Article note: Neat. Motion control with higher-order smoothness, using conventional open-loop steppers, drivers, STM32, etc. Built in graphical configuration tool. In Ada for some reason. ED: Actually, the author provides super compelling reasons for "Why Ada?", see https://news.ycombinator.com/item?id=42319962
A Prunt 3D printer control board is shown mounted in a 3D printer, just behind a power supply, in the center of the image.

For quite some time now, Marlin has been the firmware of choice for any kind of custom 3D printer, with only Klipper offering some serious competition in the open-source world. [Liam Powell] aims to introduce some more variety with the development of Prunt, a 3D printer control board and firmware stack.

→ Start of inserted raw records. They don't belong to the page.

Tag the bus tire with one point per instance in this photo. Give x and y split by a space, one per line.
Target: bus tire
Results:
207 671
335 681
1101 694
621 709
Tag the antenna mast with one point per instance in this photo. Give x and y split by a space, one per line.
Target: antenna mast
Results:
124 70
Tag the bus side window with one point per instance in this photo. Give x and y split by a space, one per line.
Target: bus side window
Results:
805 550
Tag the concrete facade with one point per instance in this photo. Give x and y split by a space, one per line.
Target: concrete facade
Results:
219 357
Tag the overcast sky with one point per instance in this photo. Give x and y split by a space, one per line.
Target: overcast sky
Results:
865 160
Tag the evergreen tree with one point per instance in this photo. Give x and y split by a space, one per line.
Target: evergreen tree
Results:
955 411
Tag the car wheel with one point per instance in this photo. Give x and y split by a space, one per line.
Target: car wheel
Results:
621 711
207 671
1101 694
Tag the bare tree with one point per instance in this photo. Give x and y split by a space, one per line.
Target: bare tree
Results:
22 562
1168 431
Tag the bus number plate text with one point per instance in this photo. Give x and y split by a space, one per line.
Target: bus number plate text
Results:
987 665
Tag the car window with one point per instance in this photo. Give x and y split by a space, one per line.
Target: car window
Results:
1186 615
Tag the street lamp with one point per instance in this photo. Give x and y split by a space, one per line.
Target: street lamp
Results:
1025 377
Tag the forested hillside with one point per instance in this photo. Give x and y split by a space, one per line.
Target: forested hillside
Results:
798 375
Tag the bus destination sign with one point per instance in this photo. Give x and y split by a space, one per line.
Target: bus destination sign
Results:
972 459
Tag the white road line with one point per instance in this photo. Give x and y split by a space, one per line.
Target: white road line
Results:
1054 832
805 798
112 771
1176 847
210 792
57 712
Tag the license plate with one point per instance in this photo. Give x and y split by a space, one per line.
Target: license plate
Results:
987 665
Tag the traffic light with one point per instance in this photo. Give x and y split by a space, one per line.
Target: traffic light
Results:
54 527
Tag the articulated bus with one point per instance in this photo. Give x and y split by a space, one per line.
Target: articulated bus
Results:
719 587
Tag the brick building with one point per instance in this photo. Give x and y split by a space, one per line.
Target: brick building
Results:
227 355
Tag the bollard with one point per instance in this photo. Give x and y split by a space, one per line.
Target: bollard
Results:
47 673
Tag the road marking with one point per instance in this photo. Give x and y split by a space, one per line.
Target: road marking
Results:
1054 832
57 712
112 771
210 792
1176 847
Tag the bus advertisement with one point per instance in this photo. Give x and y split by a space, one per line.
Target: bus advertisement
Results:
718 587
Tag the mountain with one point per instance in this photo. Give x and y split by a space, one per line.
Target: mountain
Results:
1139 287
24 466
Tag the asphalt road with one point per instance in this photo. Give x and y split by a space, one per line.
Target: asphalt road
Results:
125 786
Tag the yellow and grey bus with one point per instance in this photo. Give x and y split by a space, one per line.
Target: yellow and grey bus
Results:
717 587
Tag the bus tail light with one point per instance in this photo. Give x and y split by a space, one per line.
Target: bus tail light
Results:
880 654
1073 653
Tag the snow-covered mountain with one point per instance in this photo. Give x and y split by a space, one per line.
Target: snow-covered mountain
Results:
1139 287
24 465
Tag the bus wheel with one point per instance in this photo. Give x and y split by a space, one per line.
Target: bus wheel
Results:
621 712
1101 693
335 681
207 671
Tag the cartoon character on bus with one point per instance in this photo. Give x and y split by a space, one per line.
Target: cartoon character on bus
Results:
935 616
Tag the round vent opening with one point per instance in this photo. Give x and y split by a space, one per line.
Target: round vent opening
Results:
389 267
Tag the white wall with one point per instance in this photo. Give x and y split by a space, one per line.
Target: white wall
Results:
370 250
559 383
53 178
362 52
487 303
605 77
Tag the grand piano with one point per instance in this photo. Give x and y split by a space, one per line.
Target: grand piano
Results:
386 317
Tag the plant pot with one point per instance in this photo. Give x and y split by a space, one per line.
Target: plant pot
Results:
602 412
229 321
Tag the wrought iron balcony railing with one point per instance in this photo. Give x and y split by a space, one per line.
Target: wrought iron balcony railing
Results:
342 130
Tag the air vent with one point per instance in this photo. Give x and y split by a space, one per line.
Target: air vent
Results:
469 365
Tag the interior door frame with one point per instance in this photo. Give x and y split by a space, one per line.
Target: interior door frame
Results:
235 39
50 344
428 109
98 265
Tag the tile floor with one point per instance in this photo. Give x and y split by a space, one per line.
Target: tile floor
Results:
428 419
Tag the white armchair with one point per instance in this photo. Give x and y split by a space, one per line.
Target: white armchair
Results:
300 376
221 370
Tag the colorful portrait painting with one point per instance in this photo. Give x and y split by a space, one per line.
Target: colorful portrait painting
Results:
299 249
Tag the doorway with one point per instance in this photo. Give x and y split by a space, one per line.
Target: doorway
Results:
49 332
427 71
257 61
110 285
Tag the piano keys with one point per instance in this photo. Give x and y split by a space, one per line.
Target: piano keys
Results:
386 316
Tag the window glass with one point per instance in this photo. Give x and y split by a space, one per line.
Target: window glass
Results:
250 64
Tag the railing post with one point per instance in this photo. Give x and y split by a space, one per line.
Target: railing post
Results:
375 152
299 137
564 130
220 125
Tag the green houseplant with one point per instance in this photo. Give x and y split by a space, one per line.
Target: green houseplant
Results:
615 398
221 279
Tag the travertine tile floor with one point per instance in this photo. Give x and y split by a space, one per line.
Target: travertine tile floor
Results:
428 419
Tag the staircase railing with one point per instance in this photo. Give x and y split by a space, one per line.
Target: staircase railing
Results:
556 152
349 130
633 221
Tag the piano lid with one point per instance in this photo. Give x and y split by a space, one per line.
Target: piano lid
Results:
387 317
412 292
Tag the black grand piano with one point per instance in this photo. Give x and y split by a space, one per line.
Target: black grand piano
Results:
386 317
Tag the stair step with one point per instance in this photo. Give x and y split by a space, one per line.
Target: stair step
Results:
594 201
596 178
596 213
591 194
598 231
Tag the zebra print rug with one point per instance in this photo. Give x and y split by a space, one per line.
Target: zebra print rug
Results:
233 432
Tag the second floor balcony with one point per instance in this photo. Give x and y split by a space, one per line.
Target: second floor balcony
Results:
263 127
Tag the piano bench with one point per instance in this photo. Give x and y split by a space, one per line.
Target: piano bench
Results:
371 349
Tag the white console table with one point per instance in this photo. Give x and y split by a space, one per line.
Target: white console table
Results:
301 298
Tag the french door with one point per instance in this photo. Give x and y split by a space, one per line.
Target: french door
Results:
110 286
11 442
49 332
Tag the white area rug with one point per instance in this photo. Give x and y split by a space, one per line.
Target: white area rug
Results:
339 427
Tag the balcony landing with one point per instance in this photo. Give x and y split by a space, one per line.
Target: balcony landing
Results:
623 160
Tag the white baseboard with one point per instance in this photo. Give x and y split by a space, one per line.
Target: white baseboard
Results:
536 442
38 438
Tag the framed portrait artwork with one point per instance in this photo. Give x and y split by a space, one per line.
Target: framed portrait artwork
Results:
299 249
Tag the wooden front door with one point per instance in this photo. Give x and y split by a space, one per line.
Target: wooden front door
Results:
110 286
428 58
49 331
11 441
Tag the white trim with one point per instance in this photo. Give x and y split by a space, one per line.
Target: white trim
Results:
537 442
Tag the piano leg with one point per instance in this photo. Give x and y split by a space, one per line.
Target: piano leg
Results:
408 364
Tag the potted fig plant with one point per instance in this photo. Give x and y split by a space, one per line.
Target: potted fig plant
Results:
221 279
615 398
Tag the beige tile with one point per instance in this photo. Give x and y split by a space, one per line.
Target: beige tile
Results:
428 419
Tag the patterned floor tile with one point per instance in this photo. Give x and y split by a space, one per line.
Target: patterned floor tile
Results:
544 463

Smooth motion control is Prunt’s biggest advantage: Klipper and Marlin use trapezoidal (three-phase) motion profiles, which aim for acceleration changes with physically impossible rapidity, leading to vibrations and ringing on prints. By contrast, Prunt uses a more physically realistic 31-phase motion profile. This lets the user independently adjust velocity, acceleration, jerk, snap, and crackle (the increasingly higher-order derivatives of position with respect to time) to reduce vibration and create smoother prints. To avoid sharp accelerations, Prunt can also turn corners into 15-degree Bézier curves.

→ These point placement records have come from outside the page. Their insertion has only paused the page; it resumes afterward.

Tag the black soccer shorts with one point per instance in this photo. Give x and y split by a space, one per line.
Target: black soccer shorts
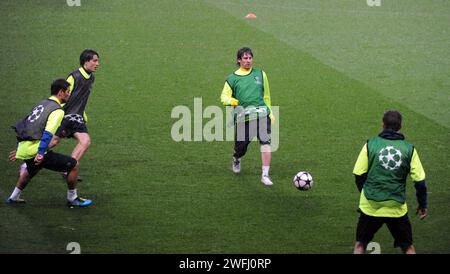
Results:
71 124
246 131
53 161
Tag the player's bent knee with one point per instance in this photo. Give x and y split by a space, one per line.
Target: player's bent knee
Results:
84 141
72 164
265 148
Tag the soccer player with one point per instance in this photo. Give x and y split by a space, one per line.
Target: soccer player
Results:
34 134
247 89
75 119
380 172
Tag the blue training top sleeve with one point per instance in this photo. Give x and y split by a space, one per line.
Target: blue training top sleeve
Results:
45 141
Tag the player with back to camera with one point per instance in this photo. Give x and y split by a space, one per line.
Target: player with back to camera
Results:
75 119
34 134
380 172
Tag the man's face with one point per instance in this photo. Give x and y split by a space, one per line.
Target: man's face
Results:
246 61
65 94
92 64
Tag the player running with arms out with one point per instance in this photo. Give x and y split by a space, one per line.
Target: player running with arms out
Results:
247 89
75 119
34 134
380 172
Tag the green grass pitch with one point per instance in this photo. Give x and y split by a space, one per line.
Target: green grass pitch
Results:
334 68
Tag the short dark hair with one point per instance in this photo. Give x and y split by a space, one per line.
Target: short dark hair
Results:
241 53
392 119
87 55
59 84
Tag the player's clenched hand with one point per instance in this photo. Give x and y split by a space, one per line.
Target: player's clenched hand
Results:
38 159
12 155
272 119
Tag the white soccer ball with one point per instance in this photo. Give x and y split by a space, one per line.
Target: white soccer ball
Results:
303 180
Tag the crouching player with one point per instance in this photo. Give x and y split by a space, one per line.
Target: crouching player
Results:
34 134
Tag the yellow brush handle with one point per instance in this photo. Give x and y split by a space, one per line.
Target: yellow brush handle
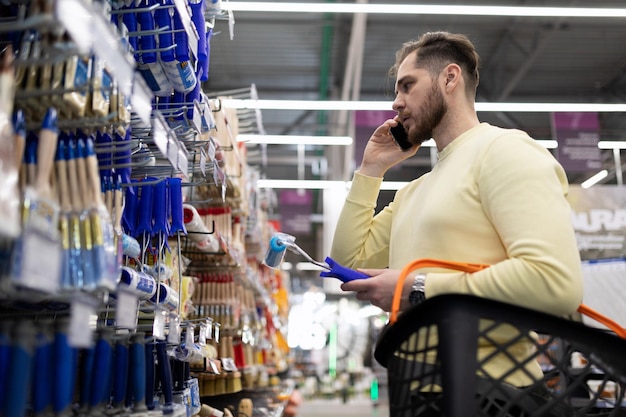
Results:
64 194
72 176
86 197
45 157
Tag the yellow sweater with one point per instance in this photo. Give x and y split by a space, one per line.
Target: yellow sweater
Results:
494 197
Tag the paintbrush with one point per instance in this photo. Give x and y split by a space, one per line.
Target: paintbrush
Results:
38 264
9 168
19 127
92 247
102 225
66 208
76 246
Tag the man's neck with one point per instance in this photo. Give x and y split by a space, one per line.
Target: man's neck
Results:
453 127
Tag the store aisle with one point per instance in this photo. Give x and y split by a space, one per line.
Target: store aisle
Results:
357 407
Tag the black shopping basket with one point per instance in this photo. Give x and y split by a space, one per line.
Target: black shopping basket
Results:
436 368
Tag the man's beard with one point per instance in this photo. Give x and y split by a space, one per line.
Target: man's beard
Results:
432 112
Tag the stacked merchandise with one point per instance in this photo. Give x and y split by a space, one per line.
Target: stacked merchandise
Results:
126 285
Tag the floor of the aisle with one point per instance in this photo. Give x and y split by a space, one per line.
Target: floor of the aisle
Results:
357 407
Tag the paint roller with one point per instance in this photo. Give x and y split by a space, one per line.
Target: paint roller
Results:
280 242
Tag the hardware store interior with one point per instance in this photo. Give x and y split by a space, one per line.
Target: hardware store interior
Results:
137 216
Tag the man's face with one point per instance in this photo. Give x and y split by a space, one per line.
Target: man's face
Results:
419 101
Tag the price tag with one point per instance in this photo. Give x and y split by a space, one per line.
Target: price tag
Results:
158 327
216 332
228 364
209 328
202 335
40 261
203 162
82 313
173 335
126 313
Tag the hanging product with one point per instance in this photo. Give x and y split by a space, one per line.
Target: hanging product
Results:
280 242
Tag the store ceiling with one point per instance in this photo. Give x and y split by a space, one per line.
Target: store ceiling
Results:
303 56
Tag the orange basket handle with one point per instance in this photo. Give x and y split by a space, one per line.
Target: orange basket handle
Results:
469 267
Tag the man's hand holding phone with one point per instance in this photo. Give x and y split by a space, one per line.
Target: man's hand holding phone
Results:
399 135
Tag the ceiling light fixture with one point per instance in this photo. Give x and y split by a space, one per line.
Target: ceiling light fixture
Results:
321 184
386 105
295 140
595 179
551 144
424 9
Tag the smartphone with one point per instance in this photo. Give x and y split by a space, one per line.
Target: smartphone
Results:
400 136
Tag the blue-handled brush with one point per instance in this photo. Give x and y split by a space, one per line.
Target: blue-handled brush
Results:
20 370
281 242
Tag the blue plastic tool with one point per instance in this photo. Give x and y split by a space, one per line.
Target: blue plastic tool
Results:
280 242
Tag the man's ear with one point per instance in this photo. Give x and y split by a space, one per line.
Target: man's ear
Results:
453 75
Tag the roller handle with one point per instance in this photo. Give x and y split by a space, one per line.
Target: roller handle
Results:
20 372
100 377
165 376
341 272
137 386
149 375
63 384
120 373
176 203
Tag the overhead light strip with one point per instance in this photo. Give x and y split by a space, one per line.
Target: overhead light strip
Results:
595 179
321 184
386 106
424 9
294 140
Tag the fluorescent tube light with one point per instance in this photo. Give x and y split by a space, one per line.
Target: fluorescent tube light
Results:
423 9
594 179
300 184
610 144
386 105
295 140
321 184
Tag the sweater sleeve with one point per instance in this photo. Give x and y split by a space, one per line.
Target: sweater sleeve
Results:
523 190
361 239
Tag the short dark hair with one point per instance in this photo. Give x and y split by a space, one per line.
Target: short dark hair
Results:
435 50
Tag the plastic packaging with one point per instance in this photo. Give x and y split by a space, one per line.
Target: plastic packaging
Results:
11 138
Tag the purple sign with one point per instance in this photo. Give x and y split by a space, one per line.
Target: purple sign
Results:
295 211
577 134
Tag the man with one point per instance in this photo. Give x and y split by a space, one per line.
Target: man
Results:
495 196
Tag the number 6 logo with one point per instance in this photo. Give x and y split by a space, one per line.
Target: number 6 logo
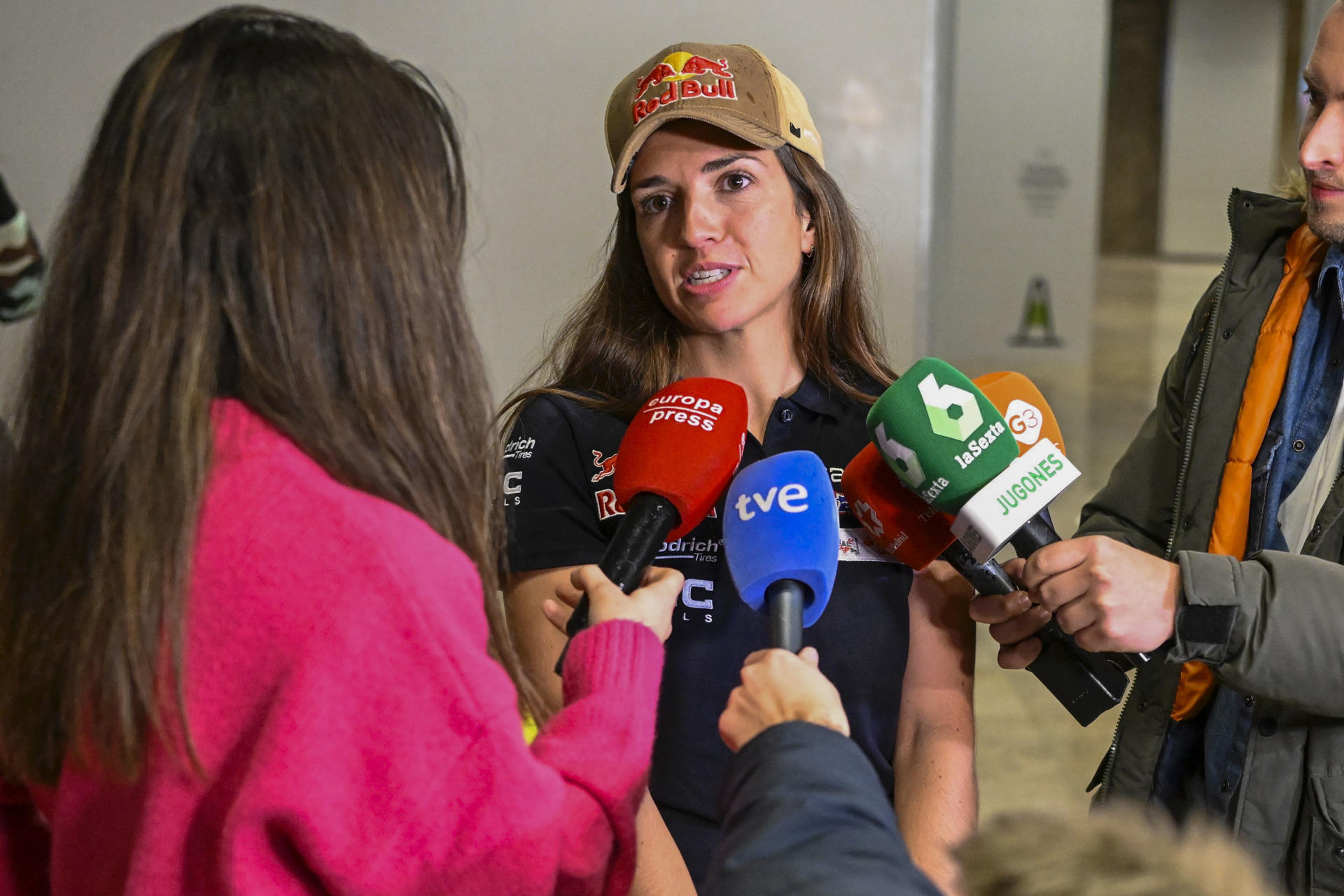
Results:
940 402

The focus on smooth motion isn’t just a software feature; the Prunt control board uses hardware timers to control step generation, rather than the CPU. This avoids the timing issues which Klipper sometimes faces, and avoids slowing other parts of the program down. The board also seems to have a particular focus on avoiding electrical damage. It can detect short circuits in the heaters, thermistors, fans, and endstops, and can cut power and give the user a warning when one occurs. If the board somehow experiences a serious electrical fault, the USB port is isolated to prevent damage to the host computer. The firmware’s source is available on GitHub.

If you’re more interested in well-established programs, we’ve given a quick introduction to Klipper in the past. We’ve also seen people develop their own firmware for the Bambu Lab X1.